Question, disease culling, end of season.

Just a question, with it being the middle of autumn/fall here many seedlings that were good all spring and summer are showing spots. Would you cull?

Simply a question on whether end of season spots are a problem or expected…being in an climate where evergreens are a thing, unsure about these heading into winter dormancy spots.

Hi Plazbo,

At least in the climate I’m in, not worrying so much about end of season spots has been the general attitude of most breeders. If the rose can hold off disease from exploding for most of the season and it builds a bit by fall, that suggests some good horizontal resistance, which is valuable. If the rose can hold things back pretty good until late fall here and looked good most all the summer, it added a lot of value to the garden. Vertical resistance, which is basically all (no disease at all) or nothing (when it is overcome if the rose has low underlying horizontal resistance it looks terrible), seems to be more easily overcome with a new race coming in or a mutation, etc. Horizontal resistance seems to be more predictable year to year for the most part. Maybe for a really long growing season like yours combining as many vertical resistance genes as possible in single roses is the more desirable approach. So, if they have good horizontal resistance that can be a challenge. If they eventually do get spotty by fall, you have a long time of the growing season yet to come that they look bad and would make people unhappy observing them.

If it was me, I’d consider saving the ones that get spotted less fast as others (horizontal resistance) and then try to cross those with roses with different vertical resistance genes to try to combine both types of resistance (plus hopefully beauty, etc.) into your lines.

Thank you. I ditched everything that was spotty earlier in the season, what remains now isn’t particularly bad but is noticeable. I just notice some roses that are deciduous like rugosa, Dagmar Hastrup is spotless, her leaves just yellow and drop, while other rugosa leaves spot and yellow in fall but are fine the rest of the season. So on one hand I know that spotless deciduous leaves are possible but on the other don’t appear to be the standard.
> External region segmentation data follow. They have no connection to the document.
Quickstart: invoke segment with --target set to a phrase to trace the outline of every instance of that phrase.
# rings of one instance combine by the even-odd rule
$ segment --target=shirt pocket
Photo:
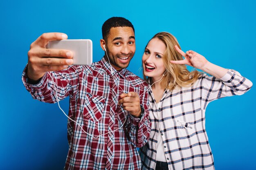
[[[190,138],[195,135],[193,125],[189,123],[178,120],[175,121],[175,124],[180,139]]]
[[[101,96],[86,94],[86,104],[83,109],[84,118],[93,121],[99,121],[102,118],[106,98]]]

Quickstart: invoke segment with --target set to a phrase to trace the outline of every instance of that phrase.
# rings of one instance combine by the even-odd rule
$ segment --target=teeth
[[[150,66],[145,66],[147,68],[149,68],[149,69],[154,69],[155,68],[155,67],[150,67]]]
[[[127,60],[129,57],[119,57],[118,58],[120,58],[121,60]]]

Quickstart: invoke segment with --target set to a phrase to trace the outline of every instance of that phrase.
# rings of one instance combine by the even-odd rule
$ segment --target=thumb
[[[128,96],[132,97],[136,97],[138,96],[138,95],[137,93],[132,91],[128,93]]]

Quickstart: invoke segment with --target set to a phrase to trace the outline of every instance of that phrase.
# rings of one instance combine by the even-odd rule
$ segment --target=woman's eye
[[[156,57],[157,57],[157,58],[162,58],[162,57],[161,57],[161,55],[156,55]]]

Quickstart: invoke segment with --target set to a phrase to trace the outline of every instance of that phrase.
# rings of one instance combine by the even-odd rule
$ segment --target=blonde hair
[[[182,55],[174,48],[174,46],[176,45],[181,49],[175,37],[170,33],[161,32],[155,35],[149,41],[154,38],[157,38],[160,40],[166,46],[166,50],[162,59],[167,71],[161,82],[161,86],[170,90],[173,90],[178,86],[191,86],[202,73],[196,70],[189,72],[184,64],[175,64],[170,62],[171,60],[184,60]],[[143,76],[144,79],[147,81],[150,78],[146,77],[144,74],[144,71]]]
Just trying to wrap my head around practices/preferences from around the world from people who’ve been doing it long enough to know better than myself, see if I could be doing more to prevent future headaches.

Maybe for a really long growing season like yours combining as many vertical resistance genes as possible in single roses is the more desirable approach.

To some extent that’s already happening.

I already use Thornless Multiflora (Rdr1 and Rdr2 due to linkage if I read things correctly) which remains entirely spotless and I don’t have RRD to contend with so that’s a plus. Thornless multiflora will likely be in the lineage of everything I breed in a few generations, just establishing some smaller stature thornless juvenile blooming breeders from it before attempting to bring in other recessives to the primary lines. On a tangent hopefully thornless multiflora will cross with Clinophylla, possibly opens up Bracteata to being more co-operative and then a thornless Bracteata in the f2…curious. I love Bracteata but it’s thorns are a big no.

Sunsprite (Rdr3) is the most saturated least fading yellow here, so is used often for that purpose…Rdr3 isn’t resistant to something here so if Rdr3 is maintained it’ll be accidental, but fingers crossed.

No known source of Rdr4 here at this time, when one becomes available though will be gotten to see how it fares with disease here.

I suspect Eyes For You and Madame Anisette possibly have something, neither spot here but they aren’t fans of the extreme heat. I have a number of MA seedlings which have also remained spotless, possibly is an indicator of some RdrX gene and dominant inheritance.

If they eventually do get spotty by fall, you have a long time of the growing season yet to come that they look bad and would make people unhappy observing them.

11 months of growing season. It’s why I binned Jude The Obscure and never got Julia Child despite it’s praise, both are black bushes in fall here…really unappealing. Jude went so far past spotty, 90%+ of every leaf was just black and didn’t want to drop without some manual assistance. I’m sure it’s a beautiful healthy plant elsewhere but not here in fall.

For what it’s worth, since you mentioned them, both ‘AUSjo’ (Jude the Obscure) and ‘WEKvossutono’ (Julia Child) were spot-riddled nightmares for pretty much the entire growing season in my garden. Of course, not everyone might have my high diversity of black spot strains to work with, but those two were some of the worst performers in terms of disease resistance among all of the roses I’ve grown.